Cort Guitars was founded in 1960 as a piano‑focussed business, but began making guitars (for other companies) in 1973. If you’ve owned a Squire, a G&L Tribute or an Ibanez, there’s a good chance you’ve had a Cort-built instrument.
The Cort marque first appeared on a headstock in the early ‘80s, and the company quickly established itself as a builder of affordable, quality instruments. In fact, their reputation for high-quality guitars at the right price has attracted boutique guitar builders looking to turn their designs into reality through limited production runs.
The quality of Cort instruments has also attracted some serious endorsers – most notably Matthew Bellamy, Jeff Berlin, and our very own Aussie‑kid‑made-good, Frank Gambale.
A confident Cort
Cort’s own logo now adorns an almost dizzying array of models covering a wide range of styles. From jazz boxes to fusion thinlines to metal shredders to classic rockers, all the way to alt and country (and alt-country) pickers. If you play any style of rock music, there’s a Cort electric guitar tailored to your needs.
Cort’s acoustic guitar models have a similar number of variants, including torrefied tops, figured timber bodies, parlour and auditorium models, OMs and dreadnoughts, and even their own version of a vintage jumbo, in sunburst, with a soundhole pickup and top-mount controls. They’re all very cool.
The review guitar at hand, however, is none of the above. This little gem is Cort’s travel guitar, called an Earth Mini OP. Why review a travel guitar, you ask? Well, for a start, it’s not built like most travel guitars, which are generally made to a price and not a standard. The Earth Mini has some features that are rarely found on travel guitars.
A dovetail neck and body joint gives the Earth Mini an incredibly stable feel. It doesn’t feel like the neck will come away with the first stiff breeze or halfway through your late night rendition of “Hotel California”. There’s a confidence about the Mini’s physicality.
Then there’s the kerfing. This is the strip of machined timber inside the body that supports the attachment of the top or back to the sides. Most travel guitars just don’t have this (check out a Baby Taylor), and without it, a normally insignificant bump can pop the back or top off the sides – an expensive repair (which involves installing kerfing).
The Mini’s three-quarter dreadnought body has a solid spruce top, with an X-brace like the big boys, and real mahogany for the back and sides – all properly and very tidily braced.
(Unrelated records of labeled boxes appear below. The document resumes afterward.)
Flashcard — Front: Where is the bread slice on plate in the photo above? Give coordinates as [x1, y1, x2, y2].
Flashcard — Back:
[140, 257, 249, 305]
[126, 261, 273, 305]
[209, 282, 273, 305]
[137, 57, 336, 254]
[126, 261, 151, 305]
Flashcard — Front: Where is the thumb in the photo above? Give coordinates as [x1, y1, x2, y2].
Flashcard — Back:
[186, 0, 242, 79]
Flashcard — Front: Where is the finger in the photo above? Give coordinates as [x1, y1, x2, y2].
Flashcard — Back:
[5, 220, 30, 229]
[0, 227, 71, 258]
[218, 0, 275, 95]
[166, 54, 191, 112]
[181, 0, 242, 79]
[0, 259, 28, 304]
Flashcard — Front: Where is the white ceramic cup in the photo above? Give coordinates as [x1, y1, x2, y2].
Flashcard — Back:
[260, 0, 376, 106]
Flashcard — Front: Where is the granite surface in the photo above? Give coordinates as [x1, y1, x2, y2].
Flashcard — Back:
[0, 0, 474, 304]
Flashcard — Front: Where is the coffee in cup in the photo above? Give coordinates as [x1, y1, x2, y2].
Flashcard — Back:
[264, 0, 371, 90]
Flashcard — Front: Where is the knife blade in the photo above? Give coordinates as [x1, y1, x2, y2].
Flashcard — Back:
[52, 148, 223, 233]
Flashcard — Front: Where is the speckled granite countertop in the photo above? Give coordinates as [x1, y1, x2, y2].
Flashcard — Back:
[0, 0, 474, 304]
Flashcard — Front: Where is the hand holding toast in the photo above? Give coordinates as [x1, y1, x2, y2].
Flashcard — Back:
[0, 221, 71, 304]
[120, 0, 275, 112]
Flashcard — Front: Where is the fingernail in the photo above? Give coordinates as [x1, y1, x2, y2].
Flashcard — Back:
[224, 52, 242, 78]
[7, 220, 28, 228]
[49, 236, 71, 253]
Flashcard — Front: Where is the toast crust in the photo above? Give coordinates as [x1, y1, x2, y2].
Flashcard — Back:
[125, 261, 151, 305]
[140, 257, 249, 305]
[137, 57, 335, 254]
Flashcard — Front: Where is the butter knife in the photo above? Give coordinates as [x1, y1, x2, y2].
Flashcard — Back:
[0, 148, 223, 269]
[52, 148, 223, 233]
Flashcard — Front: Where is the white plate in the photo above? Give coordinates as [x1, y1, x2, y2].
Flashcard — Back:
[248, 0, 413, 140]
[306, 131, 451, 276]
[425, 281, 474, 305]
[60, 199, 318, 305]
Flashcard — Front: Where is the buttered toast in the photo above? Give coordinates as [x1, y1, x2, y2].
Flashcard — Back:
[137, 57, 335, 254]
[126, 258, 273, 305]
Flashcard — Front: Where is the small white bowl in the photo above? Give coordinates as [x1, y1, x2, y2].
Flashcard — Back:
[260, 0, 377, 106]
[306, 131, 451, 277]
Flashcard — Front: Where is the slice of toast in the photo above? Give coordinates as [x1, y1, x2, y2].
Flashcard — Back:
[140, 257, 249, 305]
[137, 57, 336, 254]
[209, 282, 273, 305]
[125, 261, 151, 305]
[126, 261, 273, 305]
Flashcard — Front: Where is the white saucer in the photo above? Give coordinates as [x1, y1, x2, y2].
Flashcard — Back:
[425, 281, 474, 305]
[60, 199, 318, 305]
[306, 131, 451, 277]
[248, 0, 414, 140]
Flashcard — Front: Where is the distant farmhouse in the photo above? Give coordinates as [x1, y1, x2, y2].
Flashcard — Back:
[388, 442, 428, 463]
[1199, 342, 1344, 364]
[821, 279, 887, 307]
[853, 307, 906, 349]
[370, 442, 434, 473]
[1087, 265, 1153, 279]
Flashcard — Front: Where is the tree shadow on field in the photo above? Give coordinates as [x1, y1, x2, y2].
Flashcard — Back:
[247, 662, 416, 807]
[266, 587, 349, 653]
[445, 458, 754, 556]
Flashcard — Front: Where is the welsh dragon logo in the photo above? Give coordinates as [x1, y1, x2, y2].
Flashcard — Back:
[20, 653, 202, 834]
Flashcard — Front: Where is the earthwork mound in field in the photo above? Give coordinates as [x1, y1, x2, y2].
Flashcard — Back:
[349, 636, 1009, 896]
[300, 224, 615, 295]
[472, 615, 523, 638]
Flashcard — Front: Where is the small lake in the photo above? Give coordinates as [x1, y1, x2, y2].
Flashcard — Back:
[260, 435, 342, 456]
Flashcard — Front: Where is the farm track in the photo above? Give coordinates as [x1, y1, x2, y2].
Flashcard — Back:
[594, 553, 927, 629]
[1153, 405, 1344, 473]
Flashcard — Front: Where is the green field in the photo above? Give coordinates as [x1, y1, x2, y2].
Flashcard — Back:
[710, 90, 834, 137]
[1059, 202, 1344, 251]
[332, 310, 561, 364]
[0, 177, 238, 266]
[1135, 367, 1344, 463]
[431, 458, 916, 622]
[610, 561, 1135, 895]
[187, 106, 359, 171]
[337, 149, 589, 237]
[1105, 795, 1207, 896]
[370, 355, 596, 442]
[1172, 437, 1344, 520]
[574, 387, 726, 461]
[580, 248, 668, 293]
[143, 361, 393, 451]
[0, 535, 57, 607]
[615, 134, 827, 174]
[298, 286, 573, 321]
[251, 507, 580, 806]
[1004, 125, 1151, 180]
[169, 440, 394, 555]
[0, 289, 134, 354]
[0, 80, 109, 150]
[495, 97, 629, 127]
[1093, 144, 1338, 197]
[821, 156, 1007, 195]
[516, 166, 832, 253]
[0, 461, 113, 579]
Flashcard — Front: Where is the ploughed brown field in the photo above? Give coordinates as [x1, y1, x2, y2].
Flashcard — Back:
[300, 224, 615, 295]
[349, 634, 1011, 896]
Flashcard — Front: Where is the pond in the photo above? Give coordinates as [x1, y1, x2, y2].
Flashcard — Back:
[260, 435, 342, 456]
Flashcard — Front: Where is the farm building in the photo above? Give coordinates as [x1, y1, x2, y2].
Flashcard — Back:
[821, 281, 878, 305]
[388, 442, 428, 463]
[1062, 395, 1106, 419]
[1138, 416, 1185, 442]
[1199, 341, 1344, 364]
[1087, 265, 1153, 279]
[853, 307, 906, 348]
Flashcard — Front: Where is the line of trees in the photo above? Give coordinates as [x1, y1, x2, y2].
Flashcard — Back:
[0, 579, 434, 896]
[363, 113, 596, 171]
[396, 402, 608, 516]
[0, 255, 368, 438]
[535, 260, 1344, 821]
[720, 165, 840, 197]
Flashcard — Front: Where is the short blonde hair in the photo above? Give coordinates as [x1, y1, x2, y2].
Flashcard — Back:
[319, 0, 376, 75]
The back and sides are laminated, and this is a good thing – it’s a travel guitar, so it’s going to get bumped, and solid wood doesn’t take the same punishment.
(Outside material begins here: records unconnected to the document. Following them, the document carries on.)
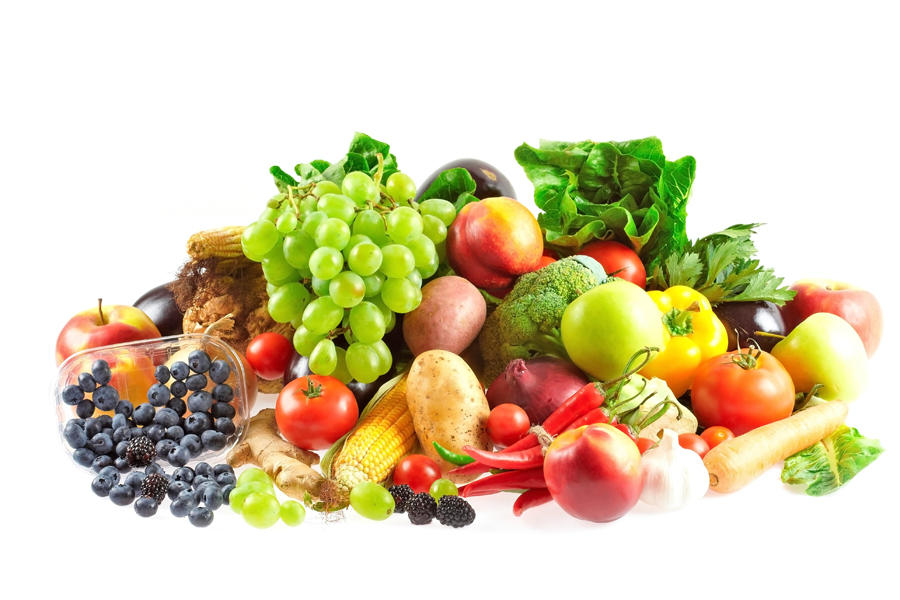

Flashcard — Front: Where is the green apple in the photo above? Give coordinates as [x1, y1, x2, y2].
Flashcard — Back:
[772, 313, 869, 402]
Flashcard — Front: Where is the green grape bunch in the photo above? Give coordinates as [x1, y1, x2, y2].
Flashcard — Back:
[241, 154, 456, 383]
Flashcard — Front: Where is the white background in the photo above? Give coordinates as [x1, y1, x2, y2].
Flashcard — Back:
[0, 0, 900, 598]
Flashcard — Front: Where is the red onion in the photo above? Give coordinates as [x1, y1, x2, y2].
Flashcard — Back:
[486, 356, 590, 424]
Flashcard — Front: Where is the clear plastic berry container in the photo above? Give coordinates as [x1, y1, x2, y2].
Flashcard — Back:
[50, 334, 256, 472]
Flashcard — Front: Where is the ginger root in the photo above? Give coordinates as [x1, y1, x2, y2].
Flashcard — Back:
[226, 408, 325, 501]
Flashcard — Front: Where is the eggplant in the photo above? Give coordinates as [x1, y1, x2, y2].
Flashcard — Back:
[133, 283, 184, 337]
[713, 301, 787, 352]
[416, 158, 517, 202]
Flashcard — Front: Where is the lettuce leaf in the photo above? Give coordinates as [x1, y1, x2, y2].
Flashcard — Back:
[781, 425, 884, 496]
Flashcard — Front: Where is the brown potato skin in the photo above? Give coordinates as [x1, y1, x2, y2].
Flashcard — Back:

The neck is also real mahogany, fitted into a proper neck block – there’s also a tail block – and topped with a real rosewood fretboard. The mini has 19 nicely crowned and trimmed frets, a 43-millimetre nut width (Cort’s, and Martin’s, standard on their full-sized guitars), a compensated saddle in a rosewood bridge, and a set of enclosed machine heads – chrome, with rosewood-coloured mini-Grover-style buttons.
The Cort is now in session
The whole package has a satin finish, open‑pored on the mahogany back and sides for more resonance. There’s no binding – just a nicely turned back and soundboard edge – but the soundhole rosette has some finesse; a classy multi-layer ring with a deep read mother-of-plastic centre stripe. It’s a lovely touch.
Looking at Cort’s attention to detail, it’s amazing that, at this price, they took time to route the bridge along the pin holes to increase the string break over the saddle, adding a little extra tension to the 22.8-inch scale. They also took the time to add a maple-coloured heel cap. Nice.
Next, it’s entirely playable. In fact, it’s infectiously playable. The fretboard is super nice to play and it just doesn’t feel like an extra short scale – although that Eadd9 is a whole lot easier to grab. The neck shape is a very accommodating soft V. It’s in the body that you’ll notice its diminutive dimensions. It sits very comfortably under the arm and you feel every resonance.
Then there’s the sound: the Earth Mini is a lively guitar. It has a parlour guitar balance with a bit more bass. The bottom end is there, but it’s tight and focussed, like a 000, and it’s not thin and empty like so many small guitars.
The sound hole is smaller than on most parlour or travel guitars, which means, theoretically, that it’s not as loud as other guitars. But the thing is, it has heaps of volume, and the smaller sound hole simply releases it more slowly. It has a kind of natural sustain – a bloom that is really nice to hear from such a small guitar.
The bottom line
Here’s a guitar that is so easy to play and so easy to lug. It comes fitted with D’Addario EXP-16s, and even includes a gig bag.
It’s hard to imagine a better portable package... Well, except that Cort do the same guitar with an Adirondack top and a Fishman Sonitone preamp with – get this – a USB output for interfacing with your phone of choice: process it, monitor is, record it, send it out again from your phone to you Fishman Mini or the mixing desk.
As it stands, the Earth Mini OP is a well-built, lightweight, ‘take anywhere’ acoustic guitar that sounds way bigger than you’d ever expect it to. And for such a low price, it really is a no-brainer.